[j-nsp] Spine & leaf

Wed Jun 27 14:55:13 EDT 2018

> On Jun 27, 2018, at 8:40 AM, Thomas Bellman <bellman at nsc.liu.se> wrote:
> 
> On 2018-06-26 21:38, David Sinn wrote:
> 
>> OSPF scales well to many multiples of 1000's of devices.
> 
> Is that true even for Clos (spine & leaf) networks, and in a single area?

Yes for multi-tiered Clos, as that was the original ask and where my reference is coming from.  However, it is not in a single area.  But if you are doing a multi-tiered then the areas can fall out fairly naturally from the topology.

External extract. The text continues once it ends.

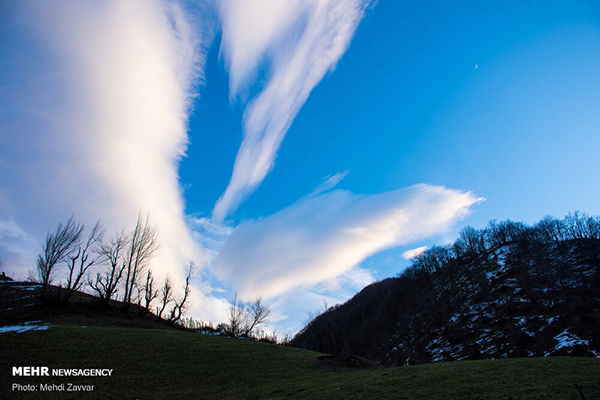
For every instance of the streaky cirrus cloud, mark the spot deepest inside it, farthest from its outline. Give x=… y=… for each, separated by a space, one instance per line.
x=298 y=42
x=413 y=253
x=94 y=117
x=323 y=236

> My understanding, solely based on what others have told me, is that
> the flooding of LSAs in a Clos network can start to overwhelm routers
> already at a few hundred devices, as each time e.g. a spine sends out
> an LSA, all of the other spines will hear that from each of the leaves,
> all more or less simultaneously.  And since the OSPF protocol limits
> lifetimes of LSAs to 1 hour, you will get a constant stream of updates.

Even Quagga/FRR has some measure of skew in the refresh interval to insure that the re-advertisements aren't all clumped into one batch of updates from a given node.  And even having a really bad day where you loose power to a good number of devices that basically all start up at the same time doesn't cause measure-able congruence of updates.  The skew in type-1's as the boxes randomly bring up adjacencies and re-advertise their reachability gives you a good spread across the refreshes over time which generally grows over time.  So while there is a continual background, even a single core PPC CPU's on commodity boxes can handle it with multiple of the available white-box OS's.

> My own experience is only with pretty small networks (we currently have
> 2 spines and 11 leaves in our area, the rest of the university have a
> couple dozen routers, and the OSPF database in our area contains ~1600
> LSAs).  Thus, I can only repeat what others have told me, but I'm
> curious to hear real-world experience from people running larger
> OSPF networks.

Some of this is also around picking the right optimizations.  Broadcast segments between routers is default but leads to more LSA's, so point-to-point is your friend and allows for faster return to service when a link flaps[1].  Multiple areas and summarization when your topology gets really large is also needed.  And don't be afraid of not having a unified area 0 in a Clos because spines don't need to talk to one another.  The last one is no worse off then what you run into with the eBGP approach and re-using AS's.

David

[1] Loss of link at scale in a multi-tier Clos is a fact of life as MTBF/count of devices means you see many regular "rare" failures and you will have measurable loss of links continually.